Increase of the share capital is done with a decision at the meeting of the partners which has the character of a decision with which the contract for the company is amended. Increase of the share capital can be done by taking new deposits or by entering the reserves and the profit of the company in the share capital. The share capital can be increased only if all previous deposits have been paid in full.

Conditions for increasing the share capital

The decision for increase of the basic capital determines: the amount of the increase of the basic capital, the manner in which the persons who will take the investment will participate in the distribution of the profit and from when in the business year in which the basic capital is increased they will exercise this right, the amount and the part of the basic capital to be paid before submitting the application for entry in the trade register, the deadline within which the deposits should be paid and the method of payment, the type of non-monetary deposits, if the increase is made by entering non-monetary deposits, additional liabilities and other conditions under which the increase of the share capital is performed. Only with a decision for increasing of the basic capital can the persons who register and take over the deposits up to the amount of the increase be required to pay over the nominal amount of the taken over deposit as well as for the new deposits to be determined special rights. If payment is required above the nominal amount of the subscribed investment, the surplus must be paid before submitting the application for entry of the increase of the basic capital in the trade register. If the increase of the basic capital is done by depositing non-monetary deposits, it must be explicitly determined by the decision for increase of the basic capital, during which the deadline within which the non-monetary deposits must be deposited and determined.

Non – monetary deposits must be entered in the company before the application for registration of the increase of the basic capital in the trade register is submitted. The provisions of the Company for the lowest amount of the deposit, the method of payment, the arrival of the payment of the deposit, as well as the legal consequences of the late payment, are applied to the new deposits. If the increase of the share capital is done by depositing non-monetary deposits, the provisions of Article 35 of the Companies Act for the assessment of the non-monetary investment and for the liability of the partner who contributes the non-monetary investment shall also apply to the new deposits.

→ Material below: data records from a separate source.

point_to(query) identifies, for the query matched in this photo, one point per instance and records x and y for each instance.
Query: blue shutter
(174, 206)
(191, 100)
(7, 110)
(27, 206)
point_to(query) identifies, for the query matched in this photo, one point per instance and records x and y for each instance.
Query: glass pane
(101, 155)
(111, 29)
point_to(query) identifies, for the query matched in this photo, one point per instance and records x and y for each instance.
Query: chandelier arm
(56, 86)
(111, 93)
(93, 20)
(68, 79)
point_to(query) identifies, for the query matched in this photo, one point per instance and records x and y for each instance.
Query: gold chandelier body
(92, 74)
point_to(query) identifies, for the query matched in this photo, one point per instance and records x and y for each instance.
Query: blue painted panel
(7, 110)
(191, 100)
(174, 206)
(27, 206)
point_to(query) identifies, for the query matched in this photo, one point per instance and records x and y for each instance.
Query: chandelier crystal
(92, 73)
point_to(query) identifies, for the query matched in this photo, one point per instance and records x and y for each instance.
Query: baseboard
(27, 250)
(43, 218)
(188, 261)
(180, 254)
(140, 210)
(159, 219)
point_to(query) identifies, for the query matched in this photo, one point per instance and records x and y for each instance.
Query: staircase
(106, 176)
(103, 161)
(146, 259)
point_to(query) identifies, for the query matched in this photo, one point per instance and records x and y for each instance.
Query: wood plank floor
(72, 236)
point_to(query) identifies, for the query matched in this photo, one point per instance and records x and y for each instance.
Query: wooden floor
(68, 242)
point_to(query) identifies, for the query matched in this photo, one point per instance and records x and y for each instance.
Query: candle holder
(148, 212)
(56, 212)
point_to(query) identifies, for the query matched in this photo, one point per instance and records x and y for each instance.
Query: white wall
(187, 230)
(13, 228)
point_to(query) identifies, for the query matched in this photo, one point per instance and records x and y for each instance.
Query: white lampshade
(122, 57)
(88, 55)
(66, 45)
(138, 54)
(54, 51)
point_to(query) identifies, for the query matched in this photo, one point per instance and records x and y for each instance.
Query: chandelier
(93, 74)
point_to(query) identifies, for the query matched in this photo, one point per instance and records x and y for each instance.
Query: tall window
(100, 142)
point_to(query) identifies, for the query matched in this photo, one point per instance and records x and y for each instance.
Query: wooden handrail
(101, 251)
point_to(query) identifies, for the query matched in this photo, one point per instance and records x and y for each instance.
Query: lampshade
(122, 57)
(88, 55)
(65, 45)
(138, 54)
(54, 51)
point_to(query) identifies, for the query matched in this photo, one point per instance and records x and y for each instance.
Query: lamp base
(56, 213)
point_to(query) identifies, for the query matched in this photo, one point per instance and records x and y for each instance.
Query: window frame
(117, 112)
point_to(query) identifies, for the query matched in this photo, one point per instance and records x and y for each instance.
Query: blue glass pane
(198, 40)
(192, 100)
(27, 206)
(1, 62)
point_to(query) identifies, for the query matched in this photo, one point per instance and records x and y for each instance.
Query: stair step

Transforming a loan into an investment Increasing the share capital by taking new deposits can be done with a loan given by a partner or a third party as an investor that is transformed into an investment in the company. The loan given by a third party as an investor that is transformed into an investment in the company is given exclusively in money. This loan can be transformed into an investment in the company no later than the end of the third year after signing the loan agreement. The loan that is transformed into a new investment in the company in the procedure of increasing the share capital of the company is introduced on the basis of a loan agreement which is transformed into an investment of the company in the procedure of increasing the share capital of the company. The loan agreement that is transformed into an investment in the company in a procedure of increasing the share capital of the company, obligatorily determines: the total amount of the loan, the conditions under which the loan will be repaid, the conditions for transforming the loan into an investment in the company and the percentage of share acquired by transforming the loan or the method of calculating the share if the percentage of the share can not be predicted on the day of concluding the contract. This agreement must be made in writing, signed by a third party as investor and by the manager and the founder/founders, as agreeing parties and notarized.